“Consolidated Capitalization” means the total assets appearing on the Guarantor’s most recent available consolidated balance sheet, less:
| • | | current liabilities reflected on such consolidated balance sheet, including liabilities for indebtedness maturing more than 12 months from the date of the original creation thereof, but maturing within 12 months from the date of such consolidated balance sheet; and |
| • | | deferred income tax liabilities reflected in such consolidated balance sheet. |
“Consolidated Net Tangible Assets” means the excess of all assets over current liabilities appearing on the Guarantor’s most recent available consolidated balance sheet, less goodwill and other intangible assets and the minority interests of third parties in Subsidiaries.
“Lien” means any mortgage or deed of trust, charge, pledge, lien (statutory or otherwise), privilege, security interest, assignment, easement, hypothecation, claim, preference, priority or other encumbrance upon or with respect to any priority of any kind (including any conditional sale, capital lease or other title retention agreement, any leases in the nature thereof) real or personal, moveable or immovable, now owned or hereafter acquired;provided,however, that in no event shall an operating lease be deemed to constitute a Lien.
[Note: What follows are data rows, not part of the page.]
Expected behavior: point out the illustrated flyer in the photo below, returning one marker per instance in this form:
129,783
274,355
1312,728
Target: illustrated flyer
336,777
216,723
“Principal Facility” means all real property owned and operated by the Guarantor or any Subsidiary located within the United States and constituting part of any manufacturing plant or distribution facility, including all attached plumbing, electrical, ventilating, heating, cooling, lighting and other utility systems, ducts and pipes but excluding trade fixtures (unless their removal would cause substantial damage to the manufacturing plant or distribution facility), business machinery, equipment, motorized vehicles, tools, supplies and materials, security systems, cameras, inventory and other personal property and materials. However, no manufacturing plant or distribution facility will be a Principal Facility unless its net book value exceeds 2% of Consolidated Net Tangible Assets. As of the date of this Prospectus Supplement, the Guarantor and its Subsidiaries do not own any Principal Facilities.
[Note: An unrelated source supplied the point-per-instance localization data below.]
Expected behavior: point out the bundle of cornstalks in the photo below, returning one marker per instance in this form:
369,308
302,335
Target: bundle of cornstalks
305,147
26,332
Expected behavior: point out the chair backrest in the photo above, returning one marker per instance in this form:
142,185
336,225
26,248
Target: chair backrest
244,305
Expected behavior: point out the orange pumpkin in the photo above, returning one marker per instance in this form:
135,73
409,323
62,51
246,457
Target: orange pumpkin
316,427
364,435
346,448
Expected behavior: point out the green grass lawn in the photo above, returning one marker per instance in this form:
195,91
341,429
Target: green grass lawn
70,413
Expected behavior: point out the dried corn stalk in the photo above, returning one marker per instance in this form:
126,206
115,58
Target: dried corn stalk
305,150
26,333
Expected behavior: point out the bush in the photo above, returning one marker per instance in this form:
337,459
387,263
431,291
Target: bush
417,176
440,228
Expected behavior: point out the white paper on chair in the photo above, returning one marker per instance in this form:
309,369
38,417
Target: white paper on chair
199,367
“Restricted Subsidiary” means any Subsidiary of the Guarantor (a) substantially all the property of which is located, or substantially all the business of which is carried on, within the United States and (b) that owns a Principal Facility.
“Sale and Leaseback Transaction” means the sale or transfer of a Principal Facility with the intention of taking back a lease of the property, except (i) a lease for a temporary period of less than 3 years, including renewals, with the intent that the use by the Guarantor or any Restricted Subsidiary will be discontinued on or before the expiration of such period or (ii) a lease between the Guarantor and one or more of its Subsidiaries or between one or more Subsidiaries of the Guarantor.
“Subsidiary” means, with respect to any Person, any corporation, association, partnership or other business entity of which more than 50% of the total voting power is at the time owned or controlled, directly or indirectly, by: (1) such Person, (2) such Person and one or more Subsidiaries of such Person or (3) one or more Subsidiaries of such Person. Unless otherwise specified or the context shall otherwise require, “Subsidiary” means a Subsidiary of the Guarantor.
Satisfaction and Discharge
Under the Indenture, we will be able to discharge certain obligations to the holders of Notes of any series that have not already been delivered to the Trustee for cancellation and that either have become due and payable or will become due and payable within one year (or scheduled for redemption within one year) by depositing with the Trustee, in trust, funds in an amount sufficient to pay the entire indebtedness on such Notes in respect of principal and premium, if any, and interest, if any, to the date of such deposit (if such Notes have become due and payable) or to the maturity thereof or redemption date, as the case may be, along with an officer’s certificate and an opinion of counsel stating that all conditions precedent relating to the satisfaction and discharge of the Indenture have been complied with.